Doctors test the baby's blood to check how much bilirubin is hanging out in there, and to know if baby needs assistance in getting the bilirubin to break down and move through them more efficiently. In the hospital, they took baby girl to the nursery to complete the mandatory bilirubin test. I figured it was a little poke on the heel, and a drop of blood. Not quite. I later learned that it isn’t a poke, but a small cut, and they don’t need a drop or two, they squeeze the foot until enough blood has dripped out to fill an entire test tube! By the end of our jaundice journey, my little girl had four tiny cuts on her heels…

Bilirubin Levels

As far as I understand, all babies' bilirubin levels peak around 4-5 days old. The diagram below shows the ranges where a baby should fall in during the first 6 days of life. So, each day it is normal for levels to rise, as long as they stay within a certain limit, and then it will begin to come back down. Before leaving the hospital, my little girl’s bilirubin score was a 7.9, which was a little high, but nobody seemed too concerned at that point.

PC: The American Academy of Pediatrics

A few days later I thought she was looking a bit yellow, but figured it would go away. That next morning, in natural light from outside the windows, she most definitely looked yellow! Not only that, the whites of her eyes were pretty yellow as well. I called my mom to ask her for her opinion, and she said that when she was over the night before, both her and my sister thought babe was pretty yellow. So, I called the pediatrician, and because it was a Saturday, they sent us to the emergency room lab to get her second of four total tests! She was pretty high on the chart, but they wanted to wait and have us go back the next day to see if it was continuing to rise, or if it had plateaued. Sunday’s results came back and she had gone up just slightly. As a precaution, they “prescribed” a bilibed and biliblanket for treatment.

Bilibed Phototherapy Unit PC: Medela | Phototherapy Biliblanket PC: Dynquest Medical 

Jaundice Treatment:

Phototherapy is almost always enough when it comes to treating jaundice in newborns. Like most medical treatments, technology has come a LONG way and we were able to rent these light therapy items. In fact, they delivered them right to our house in the middle of the super bowl; we felt pretty pampered. We were directed to keep her bilibed, dressed in diapers only, with the blanket resting on her tummy. And to keep the blanket on her when feeding or changing her diaper. The bililight’s ultraviolet light is declared safe for babies, and helps to change bilirubin into a form that young ones can more easily dispose of.            

PC: Jamie Kohler

After one night of this, we went for another bilirubin test. The results showed that her levels had begun to (slightly) drop. That’s all it took. We were told we no longer needed to go get her tested, but to use the lights for two more days just for extra help for her little body.
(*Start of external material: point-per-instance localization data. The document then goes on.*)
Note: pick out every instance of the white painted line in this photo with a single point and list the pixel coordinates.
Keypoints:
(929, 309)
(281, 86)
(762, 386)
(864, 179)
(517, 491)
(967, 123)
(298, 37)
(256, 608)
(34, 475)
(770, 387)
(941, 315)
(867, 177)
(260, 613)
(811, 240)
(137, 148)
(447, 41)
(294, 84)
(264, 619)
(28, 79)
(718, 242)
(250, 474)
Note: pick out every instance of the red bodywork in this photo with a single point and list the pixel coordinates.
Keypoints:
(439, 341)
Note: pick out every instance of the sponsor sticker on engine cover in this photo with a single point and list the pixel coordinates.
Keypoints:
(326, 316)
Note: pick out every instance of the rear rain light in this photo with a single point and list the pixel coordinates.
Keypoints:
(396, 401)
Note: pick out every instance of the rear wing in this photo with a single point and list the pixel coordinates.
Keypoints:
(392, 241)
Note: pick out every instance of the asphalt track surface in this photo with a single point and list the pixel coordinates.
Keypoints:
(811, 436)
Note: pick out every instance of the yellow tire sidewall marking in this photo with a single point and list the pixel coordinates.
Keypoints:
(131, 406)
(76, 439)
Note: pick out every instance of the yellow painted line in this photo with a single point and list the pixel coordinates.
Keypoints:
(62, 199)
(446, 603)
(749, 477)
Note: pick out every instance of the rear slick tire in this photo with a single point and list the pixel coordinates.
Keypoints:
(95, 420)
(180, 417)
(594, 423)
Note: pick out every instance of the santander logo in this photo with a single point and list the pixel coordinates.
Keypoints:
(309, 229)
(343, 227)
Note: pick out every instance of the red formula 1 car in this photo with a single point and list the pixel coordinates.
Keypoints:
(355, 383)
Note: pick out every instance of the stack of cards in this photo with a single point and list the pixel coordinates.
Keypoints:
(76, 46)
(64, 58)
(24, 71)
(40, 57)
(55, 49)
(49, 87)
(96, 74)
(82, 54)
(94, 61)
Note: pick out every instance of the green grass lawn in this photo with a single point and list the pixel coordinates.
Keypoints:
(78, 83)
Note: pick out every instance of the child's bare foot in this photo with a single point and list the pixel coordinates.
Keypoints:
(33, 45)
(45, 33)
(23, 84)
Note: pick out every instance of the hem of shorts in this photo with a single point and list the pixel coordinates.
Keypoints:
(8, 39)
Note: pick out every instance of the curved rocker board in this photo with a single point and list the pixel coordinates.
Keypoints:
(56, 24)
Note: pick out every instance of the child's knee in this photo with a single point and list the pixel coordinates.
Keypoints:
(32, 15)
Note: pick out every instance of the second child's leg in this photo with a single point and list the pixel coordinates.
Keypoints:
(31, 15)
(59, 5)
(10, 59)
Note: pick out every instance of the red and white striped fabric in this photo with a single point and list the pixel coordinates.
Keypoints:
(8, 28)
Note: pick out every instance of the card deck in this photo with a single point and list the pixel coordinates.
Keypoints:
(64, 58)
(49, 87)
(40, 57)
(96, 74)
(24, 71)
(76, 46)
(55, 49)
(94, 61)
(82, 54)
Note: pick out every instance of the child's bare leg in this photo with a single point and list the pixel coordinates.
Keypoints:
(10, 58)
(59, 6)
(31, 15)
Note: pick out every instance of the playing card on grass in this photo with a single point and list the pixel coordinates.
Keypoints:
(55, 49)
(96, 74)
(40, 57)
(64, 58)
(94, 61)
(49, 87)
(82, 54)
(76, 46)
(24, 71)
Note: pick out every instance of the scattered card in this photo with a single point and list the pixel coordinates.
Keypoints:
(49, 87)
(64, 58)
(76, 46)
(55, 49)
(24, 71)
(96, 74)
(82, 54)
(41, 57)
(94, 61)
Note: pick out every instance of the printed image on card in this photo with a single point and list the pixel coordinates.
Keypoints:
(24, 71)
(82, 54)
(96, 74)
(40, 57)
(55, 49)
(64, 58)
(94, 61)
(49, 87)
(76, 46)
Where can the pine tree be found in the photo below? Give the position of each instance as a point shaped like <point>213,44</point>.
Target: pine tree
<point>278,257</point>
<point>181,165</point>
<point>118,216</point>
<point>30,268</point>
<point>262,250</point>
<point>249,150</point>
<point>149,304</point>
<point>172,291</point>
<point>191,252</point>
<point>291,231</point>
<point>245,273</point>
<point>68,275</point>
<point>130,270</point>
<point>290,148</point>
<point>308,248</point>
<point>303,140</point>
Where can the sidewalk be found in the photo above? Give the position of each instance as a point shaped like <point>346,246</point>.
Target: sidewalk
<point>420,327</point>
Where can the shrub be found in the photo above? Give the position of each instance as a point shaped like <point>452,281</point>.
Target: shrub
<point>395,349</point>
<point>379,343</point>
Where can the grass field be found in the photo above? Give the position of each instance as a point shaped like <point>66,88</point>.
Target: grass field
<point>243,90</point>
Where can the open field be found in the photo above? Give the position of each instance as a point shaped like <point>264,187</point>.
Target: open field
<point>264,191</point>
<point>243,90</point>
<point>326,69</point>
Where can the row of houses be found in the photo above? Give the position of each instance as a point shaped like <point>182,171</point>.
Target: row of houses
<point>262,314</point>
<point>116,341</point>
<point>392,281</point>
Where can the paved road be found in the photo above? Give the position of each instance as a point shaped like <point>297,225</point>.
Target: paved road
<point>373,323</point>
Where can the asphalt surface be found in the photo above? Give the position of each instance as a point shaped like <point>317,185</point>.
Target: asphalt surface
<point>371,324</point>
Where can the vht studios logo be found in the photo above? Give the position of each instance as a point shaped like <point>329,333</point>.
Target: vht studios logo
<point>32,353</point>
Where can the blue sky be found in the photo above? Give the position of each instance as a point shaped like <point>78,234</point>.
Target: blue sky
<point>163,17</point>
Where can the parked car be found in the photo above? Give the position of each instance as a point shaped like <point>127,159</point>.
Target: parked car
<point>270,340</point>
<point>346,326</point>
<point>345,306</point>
We were pleasantly surprised how quickly she bounced back with a little help. Overall, it wasn’t nearly as bad of an experience as I would’ve imagined. Her coloring came back to normal, she seemed to enjoy the warm lights, and it was cute to see her big brother’s concern at her needing to stay in her “Dr. Bed” all the time. Not for the first time, I’m glad we have the technology we have to help take care of the ones we love most!